A capa do livro reproduz a tela ‘Pescador solitário no rio’, do artista japonês Ma Yuan (por volta do ano 1220) e combina bem com o conteúdo (Foto JCarlos)
A Marcela ganhou o livro hai quase – em minúsculas mesmo – da autora Lilian Schmeil (Editora Estúdio Semprelo, Florianópolis, 2021), na oficina “Poéticas do afeto – escritas para o fim do mundo” promovida pelo Sesc, da qual participou. A autora, formada em sociologia, com especialização em antropologia social, é professora e atuou na Fundação Franklin Cascaes.
Eu abri a publicação e já fui conquistado pelo primeiro poema que li: o vento tece / a dança sexy / da minha saia. Os demais 129 haicais seguem na mesma linha entre o erótico e o saudoso, entre as insinuações e as memórias, entre a natureza e os sentimentos. Resultado, li toda a obra, que é muito leve e saborosa, de um só fôlego. Gostei e recomendo.
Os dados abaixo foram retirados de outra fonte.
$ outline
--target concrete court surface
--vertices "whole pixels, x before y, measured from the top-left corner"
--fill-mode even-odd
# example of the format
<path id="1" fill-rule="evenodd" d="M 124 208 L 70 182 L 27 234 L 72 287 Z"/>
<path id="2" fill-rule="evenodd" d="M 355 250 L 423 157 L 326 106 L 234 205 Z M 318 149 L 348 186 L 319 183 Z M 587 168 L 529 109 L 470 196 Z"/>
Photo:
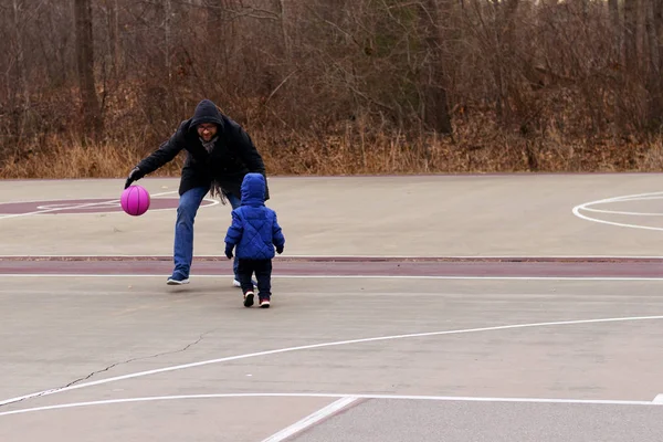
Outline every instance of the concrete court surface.
<path id="1" fill-rule="evenodd" d="M 659 182 L 273 178 L 286 252 L 263 311 L 241 305 L 221 259 L 164 284 L 172 204 L 131 218 L 113 211 L 122 180 L 0 181 L 0 441 L 660 441 Z M 138 183 L 155 199 L 177 190 Z M 221 254 L 229 211 L 200 209 L 197 256 Z M 361 275 L 398 256 L 456 256 L 457 275 L 434 261 Z M 463 273 L 462 257 L 495 256 L 590 267 Z M 591 256 L 631 260 L 632 275 Z"/>

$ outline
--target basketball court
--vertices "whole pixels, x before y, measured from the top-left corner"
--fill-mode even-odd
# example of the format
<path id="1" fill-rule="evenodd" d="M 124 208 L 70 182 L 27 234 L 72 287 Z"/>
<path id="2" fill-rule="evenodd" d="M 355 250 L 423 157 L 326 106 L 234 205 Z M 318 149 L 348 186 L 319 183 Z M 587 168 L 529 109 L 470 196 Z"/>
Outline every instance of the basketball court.
<path id="1" fill-rule="evenodd" d="M 661 440 L 661 175 L 269 182 L 260 309 L 177 179 L 0 181 L 0 440 Z"/>

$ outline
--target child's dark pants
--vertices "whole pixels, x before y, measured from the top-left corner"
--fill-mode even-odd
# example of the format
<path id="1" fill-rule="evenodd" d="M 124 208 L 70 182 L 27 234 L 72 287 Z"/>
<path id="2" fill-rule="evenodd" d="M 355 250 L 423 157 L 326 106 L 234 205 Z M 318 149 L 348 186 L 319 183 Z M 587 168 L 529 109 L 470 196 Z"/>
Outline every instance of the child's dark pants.
<path id="1" fill-rule="evenodd" d="M 242 293 L 253 292 L 251 276 L 255 272 L 257 280 L 257 297 L 260 299 L 272 296 L 272 260 L 238 260 L 238 277 L 242 285 Z"/>

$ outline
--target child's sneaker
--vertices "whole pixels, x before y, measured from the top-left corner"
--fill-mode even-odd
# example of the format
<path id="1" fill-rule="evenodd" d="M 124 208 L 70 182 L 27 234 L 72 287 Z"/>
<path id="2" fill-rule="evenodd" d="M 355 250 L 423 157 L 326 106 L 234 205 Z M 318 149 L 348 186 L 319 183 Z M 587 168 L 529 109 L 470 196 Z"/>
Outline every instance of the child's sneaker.
<path id="1" fill-rule="evenodd" d="M 255 280 L 251 280 L 251 283 L 253 284 L 253 287 L 257 287 L 257 282 L 255 282 Z M 232 286 L 241 287 L 242 284 L 238 280 L 232 280 Z"/>
<path id="2" fill-rule="evenodd" d="M 182 276 L 179 273 L 173 273 L 172 276 L 170 276 L 167 281 L 166 284 L 168 285 L 182 285 L 182 284 L 189 284 L 189 278 Z"/>
<path id="3" fill-rule="evenodd" d="M 269 297 L 260 298 L 260 308 L 270 308 L 270 298 Z"/>
<path id="4" fill-rule="evenodd" d="M 253 305 L 253 292 L 244 293 L 244 307 L 251 307 L 252 305 Z"/>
Outras amostras do trabalho da Lilian Schmeil, escolhidos aleatoriamente entre os “quase” haicais:
saliva com saliva
nenhuma lingua
mais é minha
tarde nua
todas as noites, de manhã
são tuas
vida curta
o destino de um mosquito perdido
numa pele quente
essas mãos
em horas vagas
vagalume
Haicai em mim

Esse haicai ficou marcado em minha memória desde que o vi pela primeira vez. Publicação de 1986, originalmente nas páginas da revista Veja (Reprodução Itau Cultural)
Tenho uma especial predileção pelos haicais desde que os “descobri” lá pela década de 1970, quando esse estilo de poesia (vindo do Japão, onde é muito comum) ficou mais conhecido no Brasil com a divulgação de trabalhos do poeta “marginal” Paulo Leminski. Também encontrava haicai nos trabalhos do Millor Fernandes publicados na revista Veja e n’O Pasquim. Destaco um poema do Millôr em particular: “Na poça da rua / O vira-lata / Lambe a Lua”.
A uma certa altura da vida também tentei cometer haicais, mas o bom senso predominou e abandonei a ideia, ficando apenas como um leitor atento desse gênero de poesia.